TUPELO – Since the 2001 terrorist attacks on New York’s Twin Towers, you just don’t traipse into the Lee County Justice Center any more.
Deputies Seth Thomas and Randy Huckaby are there to make sure the public and the people who work there stay safe, not necessarily from terrorists, but from each other.
“This is an emotional place,” said their boss, Sheriff Jim Johnson.
That’s true. Inside the multi-story concrete facility, you can get married, committed, divorced, charged criminally, have your kids taken away or face youth court.
“Before these new days of security, we even had a judge shot at in the parking lot,” Johnson recalled.
Heated emotions aren’t just in the past. Thomas said just two weeks ago, they had someone come out of a court proceeding, get into a physical confrontation and require their response to control the situation.
“He just didn’t want to go to jail,” Thomas said.
Huckaby, 43, comes from a Verona police background and said that after Johnson was elected sheriff, he knew he wanted to work for him.
“I grew up in a law enforcement family,” he said, referring to his father, Buddy Huckaby, who was a chief deputy in Pontotoc County years ago. “I always thought it was an interesting career.”
He got his training at the North Mississippi Law Enforcement Training Academy.
His sidekick, 25-year-old Thomas, majored in criminology at Morehead State University. “I’ve always wanted to be a deputy,” he said, although he got his work start with Lowe’s in Kentucky, then was transferred to Tupelo.
Before his Justice Center assignment, he worked 13 months in the Lee County Jail.
“I learned a lot there,” Thomas noted.
They’re both family men. Huckaby and his wife Jessica, who live in the Furrs community, have three children ranging in age from 12 to 22. Thomas and his wife, Lindsay, who live in Baldwyn, are expecting a son, Austin Clay, due on Feb. 18.
The sheriff recalls how security was dramatically beefed up after the Sept. 11, 2001, terror attacks. “Homeland Security (Department) started funneling a lot of money into security of government buildings,” Johnson said.
By 2004, the local crew was fully staffed by deputies and scanning equipment. Improvements have been made along the way with training and technology, Johnson said.

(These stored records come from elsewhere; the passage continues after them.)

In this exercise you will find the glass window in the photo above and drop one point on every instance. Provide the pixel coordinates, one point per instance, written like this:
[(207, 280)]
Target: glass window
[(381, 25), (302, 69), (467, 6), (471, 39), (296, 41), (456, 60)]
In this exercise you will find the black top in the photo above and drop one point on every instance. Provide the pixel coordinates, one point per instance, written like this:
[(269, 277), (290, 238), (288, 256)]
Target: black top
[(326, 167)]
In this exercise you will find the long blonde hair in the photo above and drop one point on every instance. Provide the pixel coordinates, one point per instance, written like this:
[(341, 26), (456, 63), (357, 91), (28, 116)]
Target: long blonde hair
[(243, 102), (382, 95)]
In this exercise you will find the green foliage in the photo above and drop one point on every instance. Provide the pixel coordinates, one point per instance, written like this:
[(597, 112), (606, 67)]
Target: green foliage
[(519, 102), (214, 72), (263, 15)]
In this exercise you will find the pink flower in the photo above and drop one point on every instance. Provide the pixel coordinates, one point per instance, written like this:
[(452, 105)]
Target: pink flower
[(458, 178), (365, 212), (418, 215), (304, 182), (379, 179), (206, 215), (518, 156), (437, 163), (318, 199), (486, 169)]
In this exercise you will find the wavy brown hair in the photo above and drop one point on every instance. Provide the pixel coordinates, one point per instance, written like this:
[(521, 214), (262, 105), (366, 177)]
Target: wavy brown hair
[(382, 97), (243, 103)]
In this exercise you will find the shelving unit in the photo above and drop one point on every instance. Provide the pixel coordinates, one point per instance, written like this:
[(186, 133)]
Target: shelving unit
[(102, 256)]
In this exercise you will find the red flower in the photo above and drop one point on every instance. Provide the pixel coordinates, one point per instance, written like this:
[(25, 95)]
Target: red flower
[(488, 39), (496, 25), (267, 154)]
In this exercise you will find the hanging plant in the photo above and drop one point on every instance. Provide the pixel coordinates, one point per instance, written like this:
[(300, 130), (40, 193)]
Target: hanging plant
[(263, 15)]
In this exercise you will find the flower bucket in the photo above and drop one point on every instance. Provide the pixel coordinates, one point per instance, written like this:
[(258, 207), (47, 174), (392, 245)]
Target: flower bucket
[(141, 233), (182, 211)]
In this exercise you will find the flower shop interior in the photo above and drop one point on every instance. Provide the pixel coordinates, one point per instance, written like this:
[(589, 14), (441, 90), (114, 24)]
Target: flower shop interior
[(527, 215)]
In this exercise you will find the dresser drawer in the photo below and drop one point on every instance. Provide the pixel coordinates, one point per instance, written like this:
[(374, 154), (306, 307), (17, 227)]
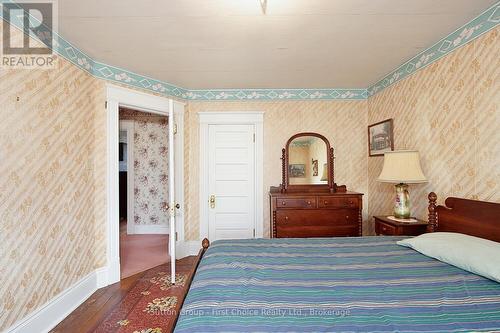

The deputies are on duty for as long as the downtown Tupelo facility is open Monday through Friday. And they screen a lot of people, who want to come inside.
Before they gain entrance beyond the foyer, these people must empty their pockets, put their carry-in possessions through a computer scanner and walk through a metal detector without setting off its alarm.
Sometimes they don’t want to submit to the screening and get angry, Thomas said. “It’s not personal, we’re just doing our job.”
The scans pick up commonplace and unusual objects. The men have confiscated knives, handguns, brass knuckles and drugs.
“People actually have come through here with loose prescription drugs in their pockets,” Thomas noted.
Huckaby said one of the most unusual objects to appear on the scanner involved a prop requested by a physician set to testify in a medical malpractice lawsuit.
“I looked and I looked at it,” Huckaby recalled, “and I said, Ma’am, do you have a skull?”
The flustered office worker quickly told him it wasn’t real and was for a case upstairs.
When they’re not working, the men have divergent interests.
Thomas lifts weights and likes to hunt deer and turkey, especially with a bow. “It’s more of a challenge,” he said.
His partner is more of a homebody, who finds yard work a good stress-reliever. “I also like hanging out with my little girl,” he said about the 12-year-old.
The men agree they feel a lot of responsibility about the people who come and go at the facility.
“We have a lot of people here,” Huckaby said, “and they have a right to be safe and feel safe.”
Do they have any advice for people planning to enter the Lee County Justice Center?
Huckaby suggests that the less someone brings into the building, the better.
Remember, everybody must be screened, Thomas advises. “You don’t need to bring the whole family.”